Land is of course inherently finite, and land in a particular labor market is not only finite but may be scarce. However, that there is only so much land in a metropolitan area does not determine how many people can live on it. A given plot of land can be occupied by a large apartment building, a small apartment building, or a single-family home, or it can remain just a vacant lot holding nothing but weeds and trash. Which usage the land is put to is political, and in the sense not just that it is decided by the state but that it follows a partisan divide.
In an analysis of California cities, the environmental economist Matthew Kahn found that among the strongest predictors of minimal housing growth was the combined share of the vote going to Democrats and minor parties to their left. Even aside from zoning, neighbors can use environmental-impact review, historical-preservation laws, and other regulations to tie up new construction in the courts, thereby raising its costs. Zoning, however, is the starting point, and in many cities only single-family homes are allowed. One of the surprising things about Silicon Valley is that it looks like the sprawling outer suburb it was in the mid 20th century, not the center of a booming economy that it is today, with headquarters of Apple, Google, and Facebook.

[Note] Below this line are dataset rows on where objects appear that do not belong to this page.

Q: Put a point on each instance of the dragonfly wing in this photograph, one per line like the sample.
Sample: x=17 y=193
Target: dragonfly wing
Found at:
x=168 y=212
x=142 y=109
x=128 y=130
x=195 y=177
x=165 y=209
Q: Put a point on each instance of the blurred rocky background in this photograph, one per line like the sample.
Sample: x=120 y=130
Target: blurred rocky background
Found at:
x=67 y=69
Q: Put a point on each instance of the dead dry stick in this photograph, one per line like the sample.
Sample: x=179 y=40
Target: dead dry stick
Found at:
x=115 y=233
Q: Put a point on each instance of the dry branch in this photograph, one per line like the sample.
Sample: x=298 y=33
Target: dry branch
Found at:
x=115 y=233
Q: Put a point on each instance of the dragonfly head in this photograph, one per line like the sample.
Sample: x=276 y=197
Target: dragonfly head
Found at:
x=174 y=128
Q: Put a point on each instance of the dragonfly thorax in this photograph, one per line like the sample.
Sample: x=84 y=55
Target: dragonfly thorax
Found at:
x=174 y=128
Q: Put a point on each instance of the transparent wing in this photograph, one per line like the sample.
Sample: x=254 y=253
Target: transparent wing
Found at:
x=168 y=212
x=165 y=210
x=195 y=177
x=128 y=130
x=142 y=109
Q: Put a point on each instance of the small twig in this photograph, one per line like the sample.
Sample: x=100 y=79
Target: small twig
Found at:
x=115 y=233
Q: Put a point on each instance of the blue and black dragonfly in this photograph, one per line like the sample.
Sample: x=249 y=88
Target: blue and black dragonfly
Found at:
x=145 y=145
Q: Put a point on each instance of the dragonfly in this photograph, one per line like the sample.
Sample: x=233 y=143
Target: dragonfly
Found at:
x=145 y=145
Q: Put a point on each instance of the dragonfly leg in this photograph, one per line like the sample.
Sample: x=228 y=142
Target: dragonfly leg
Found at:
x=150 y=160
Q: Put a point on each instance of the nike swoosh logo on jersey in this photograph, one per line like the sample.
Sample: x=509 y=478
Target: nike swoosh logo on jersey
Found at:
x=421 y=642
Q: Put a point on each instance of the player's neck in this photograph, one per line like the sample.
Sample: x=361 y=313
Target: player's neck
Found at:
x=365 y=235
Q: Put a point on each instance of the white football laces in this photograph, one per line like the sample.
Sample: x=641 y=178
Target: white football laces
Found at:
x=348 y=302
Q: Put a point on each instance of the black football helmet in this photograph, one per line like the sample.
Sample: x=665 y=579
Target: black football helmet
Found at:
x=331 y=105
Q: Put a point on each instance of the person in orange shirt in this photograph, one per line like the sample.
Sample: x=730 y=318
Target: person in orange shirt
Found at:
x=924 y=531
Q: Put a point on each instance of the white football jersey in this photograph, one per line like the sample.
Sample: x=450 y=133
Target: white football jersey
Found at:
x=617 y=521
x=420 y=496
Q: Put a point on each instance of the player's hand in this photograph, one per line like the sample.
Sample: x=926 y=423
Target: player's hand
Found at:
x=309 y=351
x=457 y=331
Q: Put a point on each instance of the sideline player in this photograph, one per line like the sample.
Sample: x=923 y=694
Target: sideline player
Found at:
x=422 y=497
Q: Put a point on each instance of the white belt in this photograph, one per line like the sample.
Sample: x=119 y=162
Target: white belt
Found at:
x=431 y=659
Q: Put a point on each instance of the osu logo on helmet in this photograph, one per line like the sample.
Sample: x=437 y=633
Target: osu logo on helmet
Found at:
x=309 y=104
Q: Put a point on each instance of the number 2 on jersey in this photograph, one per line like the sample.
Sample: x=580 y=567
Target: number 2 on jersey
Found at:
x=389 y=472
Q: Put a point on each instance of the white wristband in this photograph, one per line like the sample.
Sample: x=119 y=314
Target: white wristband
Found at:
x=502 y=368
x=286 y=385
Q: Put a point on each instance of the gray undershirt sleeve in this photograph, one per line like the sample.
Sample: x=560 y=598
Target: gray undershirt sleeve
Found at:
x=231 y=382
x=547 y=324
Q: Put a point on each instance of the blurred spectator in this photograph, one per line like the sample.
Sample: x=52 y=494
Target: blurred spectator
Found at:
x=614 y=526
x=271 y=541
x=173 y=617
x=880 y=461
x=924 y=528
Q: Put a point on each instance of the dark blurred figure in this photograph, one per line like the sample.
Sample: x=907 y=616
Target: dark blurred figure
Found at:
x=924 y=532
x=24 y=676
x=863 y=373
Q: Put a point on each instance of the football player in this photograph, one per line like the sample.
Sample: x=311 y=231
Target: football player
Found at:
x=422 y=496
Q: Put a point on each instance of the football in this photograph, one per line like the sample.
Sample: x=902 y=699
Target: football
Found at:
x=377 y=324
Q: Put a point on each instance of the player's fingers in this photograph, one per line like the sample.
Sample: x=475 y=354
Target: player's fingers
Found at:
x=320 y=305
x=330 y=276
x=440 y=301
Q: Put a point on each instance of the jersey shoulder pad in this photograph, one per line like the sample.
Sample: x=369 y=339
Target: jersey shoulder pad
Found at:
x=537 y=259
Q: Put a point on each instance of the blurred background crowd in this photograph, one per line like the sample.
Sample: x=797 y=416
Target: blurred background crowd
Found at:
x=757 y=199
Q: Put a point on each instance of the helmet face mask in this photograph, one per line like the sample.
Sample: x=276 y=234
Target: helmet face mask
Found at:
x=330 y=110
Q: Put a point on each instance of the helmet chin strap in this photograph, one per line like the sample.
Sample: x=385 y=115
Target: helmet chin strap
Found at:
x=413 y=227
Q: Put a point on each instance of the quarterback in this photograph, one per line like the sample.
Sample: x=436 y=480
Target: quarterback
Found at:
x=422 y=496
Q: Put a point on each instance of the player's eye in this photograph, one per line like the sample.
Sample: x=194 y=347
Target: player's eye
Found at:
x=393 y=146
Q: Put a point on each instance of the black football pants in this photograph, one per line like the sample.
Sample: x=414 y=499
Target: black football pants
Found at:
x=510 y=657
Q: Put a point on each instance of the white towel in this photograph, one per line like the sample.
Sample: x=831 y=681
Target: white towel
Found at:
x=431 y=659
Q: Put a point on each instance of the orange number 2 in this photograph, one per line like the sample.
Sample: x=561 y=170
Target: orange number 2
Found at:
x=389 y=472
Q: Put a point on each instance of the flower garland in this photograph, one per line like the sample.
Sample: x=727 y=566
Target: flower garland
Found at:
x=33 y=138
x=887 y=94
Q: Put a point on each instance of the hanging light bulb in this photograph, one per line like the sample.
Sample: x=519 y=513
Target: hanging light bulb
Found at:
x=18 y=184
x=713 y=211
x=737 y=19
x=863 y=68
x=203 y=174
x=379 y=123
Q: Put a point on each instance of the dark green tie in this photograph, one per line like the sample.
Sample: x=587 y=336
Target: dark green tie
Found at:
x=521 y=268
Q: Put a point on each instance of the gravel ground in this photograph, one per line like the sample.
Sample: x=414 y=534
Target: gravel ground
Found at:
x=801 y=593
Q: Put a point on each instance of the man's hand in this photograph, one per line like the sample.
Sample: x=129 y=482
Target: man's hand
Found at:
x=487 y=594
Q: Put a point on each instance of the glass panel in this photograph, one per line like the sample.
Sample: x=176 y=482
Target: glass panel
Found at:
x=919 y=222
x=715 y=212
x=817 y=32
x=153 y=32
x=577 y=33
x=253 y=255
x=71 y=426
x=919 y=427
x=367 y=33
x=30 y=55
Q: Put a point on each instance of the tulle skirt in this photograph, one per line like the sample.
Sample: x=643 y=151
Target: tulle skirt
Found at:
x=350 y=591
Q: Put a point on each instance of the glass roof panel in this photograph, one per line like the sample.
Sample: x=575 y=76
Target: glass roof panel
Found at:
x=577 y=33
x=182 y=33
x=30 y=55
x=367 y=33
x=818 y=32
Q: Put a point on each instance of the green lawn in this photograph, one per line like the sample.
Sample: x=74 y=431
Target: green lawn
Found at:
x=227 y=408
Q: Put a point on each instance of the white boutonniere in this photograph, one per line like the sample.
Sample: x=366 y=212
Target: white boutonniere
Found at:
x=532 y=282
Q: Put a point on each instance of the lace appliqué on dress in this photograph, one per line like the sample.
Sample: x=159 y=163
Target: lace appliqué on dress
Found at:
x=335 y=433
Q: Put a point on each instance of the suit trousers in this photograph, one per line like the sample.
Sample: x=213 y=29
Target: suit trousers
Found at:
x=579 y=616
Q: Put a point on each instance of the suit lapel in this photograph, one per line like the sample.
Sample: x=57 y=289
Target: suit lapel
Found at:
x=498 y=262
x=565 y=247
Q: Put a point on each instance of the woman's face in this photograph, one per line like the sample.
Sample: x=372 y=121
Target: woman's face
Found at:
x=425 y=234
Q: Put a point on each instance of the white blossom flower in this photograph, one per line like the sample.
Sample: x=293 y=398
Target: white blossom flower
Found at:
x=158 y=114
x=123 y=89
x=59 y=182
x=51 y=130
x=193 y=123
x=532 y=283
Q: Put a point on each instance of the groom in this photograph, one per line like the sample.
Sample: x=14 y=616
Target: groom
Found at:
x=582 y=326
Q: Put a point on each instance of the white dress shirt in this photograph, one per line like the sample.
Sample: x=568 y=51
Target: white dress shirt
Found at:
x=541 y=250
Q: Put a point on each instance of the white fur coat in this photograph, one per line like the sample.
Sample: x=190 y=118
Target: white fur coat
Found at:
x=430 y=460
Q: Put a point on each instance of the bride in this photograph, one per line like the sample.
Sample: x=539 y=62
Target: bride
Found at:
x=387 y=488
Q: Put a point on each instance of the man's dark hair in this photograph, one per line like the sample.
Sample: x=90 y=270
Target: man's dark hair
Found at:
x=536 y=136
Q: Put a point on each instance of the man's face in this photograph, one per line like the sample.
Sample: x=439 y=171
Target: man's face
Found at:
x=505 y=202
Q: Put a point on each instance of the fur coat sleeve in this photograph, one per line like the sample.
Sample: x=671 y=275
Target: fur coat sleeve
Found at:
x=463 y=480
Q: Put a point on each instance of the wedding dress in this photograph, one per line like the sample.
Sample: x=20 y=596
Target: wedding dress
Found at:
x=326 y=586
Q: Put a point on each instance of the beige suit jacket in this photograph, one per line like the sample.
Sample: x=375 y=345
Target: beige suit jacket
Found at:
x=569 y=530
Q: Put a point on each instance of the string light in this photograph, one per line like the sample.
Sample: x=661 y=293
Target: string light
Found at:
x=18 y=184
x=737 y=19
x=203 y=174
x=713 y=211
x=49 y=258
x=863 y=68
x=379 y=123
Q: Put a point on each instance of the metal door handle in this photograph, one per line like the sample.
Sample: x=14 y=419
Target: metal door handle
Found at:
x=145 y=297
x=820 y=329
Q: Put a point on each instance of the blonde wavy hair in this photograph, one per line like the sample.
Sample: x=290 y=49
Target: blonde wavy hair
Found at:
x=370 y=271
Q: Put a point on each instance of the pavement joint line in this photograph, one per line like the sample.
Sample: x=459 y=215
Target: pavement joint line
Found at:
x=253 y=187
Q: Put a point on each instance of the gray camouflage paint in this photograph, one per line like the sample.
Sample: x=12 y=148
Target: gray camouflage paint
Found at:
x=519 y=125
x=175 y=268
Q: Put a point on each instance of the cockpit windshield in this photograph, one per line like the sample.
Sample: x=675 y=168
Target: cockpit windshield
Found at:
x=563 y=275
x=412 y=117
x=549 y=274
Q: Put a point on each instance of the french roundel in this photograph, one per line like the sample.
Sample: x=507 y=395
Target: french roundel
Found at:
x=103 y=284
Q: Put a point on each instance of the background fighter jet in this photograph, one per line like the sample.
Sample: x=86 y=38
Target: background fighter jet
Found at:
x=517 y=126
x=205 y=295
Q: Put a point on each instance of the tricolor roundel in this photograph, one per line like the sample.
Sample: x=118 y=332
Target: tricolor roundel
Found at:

The result is exactly what David Ricardo would have predicted. When you compare metropolitan areas, you find that the annual change in rent is almost perfectly correlated with the annual change in the income of renters. The correlation appears to be achieved in part by landlords’ raising rent to capture rising incomes and in part by churn, with the working and middle classes fleeing expensive areas and high earners being drawn to expensive areas with growing economies. For instance, California is losing its native-born working and middle classes, with net positive domestic migration only among those earning over $90,000. Likewise, the only educational group with net domestic migration into California are Americans with graduate degrees. The biggest recipient state is Texas, followed by Arizona and Nevada — states with lower wages than California but even lower rents. When a state with high wages and a Mediterranean climate is losing its college-educated middle class to states with lower wages and miserable heat, something is profoundly wrong.